A fines de 1929, las vicisitudes de una cruel dolencia lo llevan nuevamente a Europa. Torna al Instituto Pasteur donde encuentra a viejos compañeros de la hora inicial. Viaja a Alemania e Italia en procura de los más modernos medicamentos para combatir la lepra, embarcándose de regreso, en abril de 1931.

Poco después, estalla la guerra del Chaco y la patria es necesitada de sus mejores hijos. Un brote epidémico en la zona de operaciones hace que Migone —incorporado al ejército con el grado de Coronel—, viaje a la misma para instalar y orientar, los primeros laboratorios bacteriológicos, retornando para seguir su prestación de servicios en el hospital de la Cruz Roja.

Al término de la conflagración, es nombrado miembro del Consejo de Administración de la Oficina de Cambios, función que la desempeñará hasta 1937, año en que también, en un tomo de la Revista de la Sociedad Científica del Paraguay, comunica sus observancias sobre las cualidades terapéuticas para la cura de la lepra del aguaí-guazú, espécimen vegetal que a propuesta del Dr. Hassler, está científicamente registrado con el nombre de nuestro ponderado compatriota.

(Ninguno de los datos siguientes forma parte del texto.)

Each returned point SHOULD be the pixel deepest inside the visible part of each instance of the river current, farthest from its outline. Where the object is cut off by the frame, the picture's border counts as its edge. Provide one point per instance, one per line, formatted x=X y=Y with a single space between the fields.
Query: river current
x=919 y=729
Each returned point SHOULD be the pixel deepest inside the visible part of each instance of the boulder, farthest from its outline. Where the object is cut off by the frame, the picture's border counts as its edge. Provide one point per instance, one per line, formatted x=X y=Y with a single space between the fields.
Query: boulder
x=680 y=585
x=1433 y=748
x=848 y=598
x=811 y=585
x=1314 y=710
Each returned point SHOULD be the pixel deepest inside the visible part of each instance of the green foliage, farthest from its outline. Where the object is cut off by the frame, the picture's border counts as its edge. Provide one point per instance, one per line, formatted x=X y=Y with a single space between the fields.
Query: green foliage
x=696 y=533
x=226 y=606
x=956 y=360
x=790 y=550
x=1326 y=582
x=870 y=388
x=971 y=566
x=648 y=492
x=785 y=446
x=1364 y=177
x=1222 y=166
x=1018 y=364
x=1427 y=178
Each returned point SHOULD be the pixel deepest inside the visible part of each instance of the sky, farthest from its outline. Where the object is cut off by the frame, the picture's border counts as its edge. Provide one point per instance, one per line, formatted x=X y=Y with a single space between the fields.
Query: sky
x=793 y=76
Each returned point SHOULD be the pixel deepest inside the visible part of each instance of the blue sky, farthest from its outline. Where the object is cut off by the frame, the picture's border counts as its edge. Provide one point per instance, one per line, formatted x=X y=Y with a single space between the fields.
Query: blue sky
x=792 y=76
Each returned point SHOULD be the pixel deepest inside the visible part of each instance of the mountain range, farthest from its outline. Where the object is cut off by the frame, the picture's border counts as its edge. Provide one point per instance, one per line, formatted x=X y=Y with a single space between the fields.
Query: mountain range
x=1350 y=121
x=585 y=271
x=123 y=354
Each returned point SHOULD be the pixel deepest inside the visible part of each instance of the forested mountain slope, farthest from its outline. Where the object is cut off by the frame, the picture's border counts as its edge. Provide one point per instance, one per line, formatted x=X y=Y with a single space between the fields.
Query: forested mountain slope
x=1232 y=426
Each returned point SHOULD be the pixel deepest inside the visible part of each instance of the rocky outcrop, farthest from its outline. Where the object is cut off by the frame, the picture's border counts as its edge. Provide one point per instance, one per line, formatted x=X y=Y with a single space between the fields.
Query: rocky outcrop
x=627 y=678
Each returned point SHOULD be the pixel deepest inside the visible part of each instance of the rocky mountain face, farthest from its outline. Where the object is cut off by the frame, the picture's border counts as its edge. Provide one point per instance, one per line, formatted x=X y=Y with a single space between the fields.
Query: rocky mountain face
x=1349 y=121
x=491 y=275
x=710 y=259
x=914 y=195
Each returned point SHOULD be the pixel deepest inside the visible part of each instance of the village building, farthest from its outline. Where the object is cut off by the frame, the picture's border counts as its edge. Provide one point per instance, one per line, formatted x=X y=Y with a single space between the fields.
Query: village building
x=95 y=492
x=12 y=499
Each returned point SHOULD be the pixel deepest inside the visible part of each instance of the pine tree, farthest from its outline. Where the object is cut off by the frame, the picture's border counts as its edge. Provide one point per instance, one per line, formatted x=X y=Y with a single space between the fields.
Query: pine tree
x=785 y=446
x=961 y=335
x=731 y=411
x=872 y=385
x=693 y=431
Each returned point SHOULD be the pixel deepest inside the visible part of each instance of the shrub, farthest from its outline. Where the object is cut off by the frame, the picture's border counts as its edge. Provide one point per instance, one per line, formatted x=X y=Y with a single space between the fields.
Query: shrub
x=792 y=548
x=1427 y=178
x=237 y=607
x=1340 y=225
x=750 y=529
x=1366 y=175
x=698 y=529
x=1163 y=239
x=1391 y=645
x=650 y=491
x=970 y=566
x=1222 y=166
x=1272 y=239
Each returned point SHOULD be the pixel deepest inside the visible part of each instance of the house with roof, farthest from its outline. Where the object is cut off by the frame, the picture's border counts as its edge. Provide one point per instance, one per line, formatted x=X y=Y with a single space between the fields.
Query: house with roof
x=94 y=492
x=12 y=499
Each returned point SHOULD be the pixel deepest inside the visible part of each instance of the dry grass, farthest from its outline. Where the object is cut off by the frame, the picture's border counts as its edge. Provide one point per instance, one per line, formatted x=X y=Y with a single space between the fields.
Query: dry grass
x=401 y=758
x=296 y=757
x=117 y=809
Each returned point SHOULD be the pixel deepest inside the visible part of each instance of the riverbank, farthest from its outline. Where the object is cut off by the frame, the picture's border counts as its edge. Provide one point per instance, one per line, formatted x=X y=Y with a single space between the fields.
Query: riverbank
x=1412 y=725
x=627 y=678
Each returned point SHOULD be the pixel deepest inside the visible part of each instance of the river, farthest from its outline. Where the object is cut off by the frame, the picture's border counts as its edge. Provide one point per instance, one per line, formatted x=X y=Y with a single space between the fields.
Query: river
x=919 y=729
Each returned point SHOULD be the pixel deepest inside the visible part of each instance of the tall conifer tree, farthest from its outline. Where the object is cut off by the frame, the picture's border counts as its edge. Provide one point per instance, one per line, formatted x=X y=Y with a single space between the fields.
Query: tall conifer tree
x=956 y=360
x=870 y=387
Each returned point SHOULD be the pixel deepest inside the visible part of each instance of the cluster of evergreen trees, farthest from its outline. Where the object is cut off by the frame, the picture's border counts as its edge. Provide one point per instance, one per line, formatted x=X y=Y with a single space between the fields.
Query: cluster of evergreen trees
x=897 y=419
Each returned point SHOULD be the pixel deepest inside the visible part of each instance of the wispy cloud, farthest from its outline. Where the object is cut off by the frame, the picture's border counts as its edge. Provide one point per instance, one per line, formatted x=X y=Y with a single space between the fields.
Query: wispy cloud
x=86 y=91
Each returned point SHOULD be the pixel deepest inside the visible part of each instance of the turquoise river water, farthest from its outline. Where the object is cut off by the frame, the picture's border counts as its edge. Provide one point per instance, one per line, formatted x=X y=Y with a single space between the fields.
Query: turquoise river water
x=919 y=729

A comienzos de 1938, es invitado para asistir como Miembro de Honor, por el Consejo Internacional de la Lepra, al congreso a realizarse en El Cairo. Luego de él, nuevamente llega al Instituto Pasteur y Alemania. El objetivo?: Hallar novedades en su pertinaz lucha contra el mal de Lázaro.

De su vuelta hasta su óbito, todo lo dedicó a los pobres. Difícil se hace imaginar espíritu mejor dotado para una vocación misional. Su laboratorio y, como magro descanso, su consultorio, constituía la totalidad de todo su mundo, y ahí se daban cita las miserias más espantosas de su áspera especialidad. Si las leyes civiles podrían canonizar, Migone esplendería en lo más alto del santoral.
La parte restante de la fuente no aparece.